QSAR - Canadian Bioinformatics Help Desk Newsletter -- March 4, 2004

From: ian-$-redpoll.pharmacy.ualberta.ca
Date: Thu, 4 Mar 2004 17:32:21 -0700




  Canadian Bioinformatics Help Desk Newsletter -- March 4, 2004
  
  
  
  
  
  
  
  
  
  
  
  
  
  
  
  
  
  
  
  
  


Help Desk News Banner Bioinformatics Platform: A GenomePrairie Project

CBHD Newsletter
Issue 9 - March 4, 2004



       CONTENTS:
Online version of this newsletter:
http://gchelpdesk.ualberta.ca/news/04mar04/cbhd_news_04mar04.php

Welcome to the ninth issue of the Canadian Bioinformatics Help Desk (CBHD) Newsletter. Back issues of our newsletter can be viewed at our newsletter archive site (http://gchelpdesk.ualberta.ca/news/news.php). Our circulation base has reached 1070 subscribers. In this issue's Bioinformatics Profile, we feature an article on Faster, Higher, Stronger Sequence Database Searches—homology detection with higher scores and stronger evidence. In our Commercial Software Spotlight we feature Phoretix 1D, a 1D gel image analysis tool, distributed in Canada by United Bioinformatica Inc. This biweekly newsletter is intended to keep Genome Canada researchers and other Help Desk users informed about new software, events, job postings, conferences, training opportunities, interviews, publications, awards, and other newsworthy items concerning bioinformatics, genomics, and proteomics. The CBHD newsletter is a mandated service of the Help Desk and we hope to provide enough useful content to keep you interested and informed. If you know of anyone who would be interested in receiving future issues of this newsletter or contributing content to the newsletter, please email us at ian---gchelpdesk.ualberta.ca. To subscribe to this newsletter, click here; to unsubscribe from this newsletter, send an email message to ian(a)gchelpdesk.ualberta.ca with the word "unsubscribe" in the subject line or body of the message.

Profile1) Bioinformatics Profile

Sequence Database Searches: Faster, Higher, Stronger!
Homology Detection: Higher Scores, Stronger Evidence

Feature article contributed by Paul Gordon

The key to a successful database analysis of DNA and protein sequences is to maximize two search result characteristics: sensitivity and selectivity.

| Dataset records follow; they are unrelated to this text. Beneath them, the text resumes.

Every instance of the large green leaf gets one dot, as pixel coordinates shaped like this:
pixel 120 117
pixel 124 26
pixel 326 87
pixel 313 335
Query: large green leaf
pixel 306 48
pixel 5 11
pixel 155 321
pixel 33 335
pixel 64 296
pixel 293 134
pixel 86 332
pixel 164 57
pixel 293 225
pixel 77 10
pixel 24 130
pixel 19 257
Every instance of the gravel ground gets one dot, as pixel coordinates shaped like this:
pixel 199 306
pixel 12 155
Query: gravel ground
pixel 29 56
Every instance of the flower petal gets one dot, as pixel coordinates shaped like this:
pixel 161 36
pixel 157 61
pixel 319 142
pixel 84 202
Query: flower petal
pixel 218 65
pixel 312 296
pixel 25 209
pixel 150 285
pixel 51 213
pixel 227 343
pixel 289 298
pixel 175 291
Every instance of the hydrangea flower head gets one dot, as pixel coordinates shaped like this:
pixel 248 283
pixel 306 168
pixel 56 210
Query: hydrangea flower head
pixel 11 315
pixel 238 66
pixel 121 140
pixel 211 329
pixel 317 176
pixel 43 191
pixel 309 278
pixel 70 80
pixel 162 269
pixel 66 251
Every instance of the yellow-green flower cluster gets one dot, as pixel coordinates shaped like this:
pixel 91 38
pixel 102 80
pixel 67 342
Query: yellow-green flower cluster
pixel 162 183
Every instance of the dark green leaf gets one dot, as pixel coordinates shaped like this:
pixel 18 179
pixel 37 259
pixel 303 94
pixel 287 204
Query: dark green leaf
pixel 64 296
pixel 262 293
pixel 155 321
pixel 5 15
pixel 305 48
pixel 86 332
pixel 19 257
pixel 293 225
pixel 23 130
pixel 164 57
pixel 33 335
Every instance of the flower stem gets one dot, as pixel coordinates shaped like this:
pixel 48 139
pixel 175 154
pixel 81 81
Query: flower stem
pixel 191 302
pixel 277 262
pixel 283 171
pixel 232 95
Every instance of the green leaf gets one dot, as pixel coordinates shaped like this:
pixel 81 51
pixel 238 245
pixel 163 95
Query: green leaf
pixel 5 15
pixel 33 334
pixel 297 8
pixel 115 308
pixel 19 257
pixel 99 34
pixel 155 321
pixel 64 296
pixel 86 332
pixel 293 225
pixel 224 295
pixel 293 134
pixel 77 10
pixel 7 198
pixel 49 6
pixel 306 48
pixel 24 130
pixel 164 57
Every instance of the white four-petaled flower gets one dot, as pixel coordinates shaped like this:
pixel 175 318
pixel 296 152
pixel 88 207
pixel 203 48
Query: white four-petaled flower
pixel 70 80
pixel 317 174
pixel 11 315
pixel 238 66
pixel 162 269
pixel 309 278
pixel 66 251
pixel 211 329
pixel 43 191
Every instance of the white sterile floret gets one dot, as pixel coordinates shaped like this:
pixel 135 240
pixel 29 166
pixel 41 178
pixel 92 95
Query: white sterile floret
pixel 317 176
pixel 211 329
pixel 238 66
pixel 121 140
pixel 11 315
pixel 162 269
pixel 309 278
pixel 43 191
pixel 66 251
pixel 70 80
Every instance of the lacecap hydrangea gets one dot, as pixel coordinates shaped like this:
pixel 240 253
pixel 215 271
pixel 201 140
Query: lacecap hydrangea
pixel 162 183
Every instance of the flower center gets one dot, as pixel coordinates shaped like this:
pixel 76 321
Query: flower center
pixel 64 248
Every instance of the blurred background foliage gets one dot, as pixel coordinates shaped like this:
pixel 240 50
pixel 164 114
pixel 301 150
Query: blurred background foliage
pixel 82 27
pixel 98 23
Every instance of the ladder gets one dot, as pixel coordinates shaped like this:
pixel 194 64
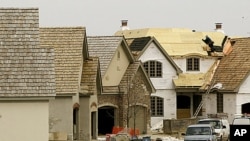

Improved sensitivity means that fewer true positive matches, i.e. identified functional domains, will be missed in the results. Improved selectivity means that fewer false positives, i.e. mistakenly identified functional domains, will be identified in the results. Software such as the BLAST suite of programs relies on assumptions about the nature of the sequence similarities to take computational shortcuts, and it does this fabulously well. The results from these searches can produce clear homology candidates. But what about those results that just give you weak hits and hypothetical proteins? To detect more distant homologies, or to find matches in error-prone sequence such as ESTs, these shortcuts cannot always be taken, and the search space grows exponentially. To identify the maximum number of functional domains correctly, one must use a whole range of sequence search tools. These tools include more sensitive pairwise methods such as Smith-Waterman searches and intron spanning GeneBLASTs, plus Hidden Markov Models such as those found in Pfam and other InterPro domain family databases. Figure 1 illustrates the relative sensitivity and selectivity of various search methods.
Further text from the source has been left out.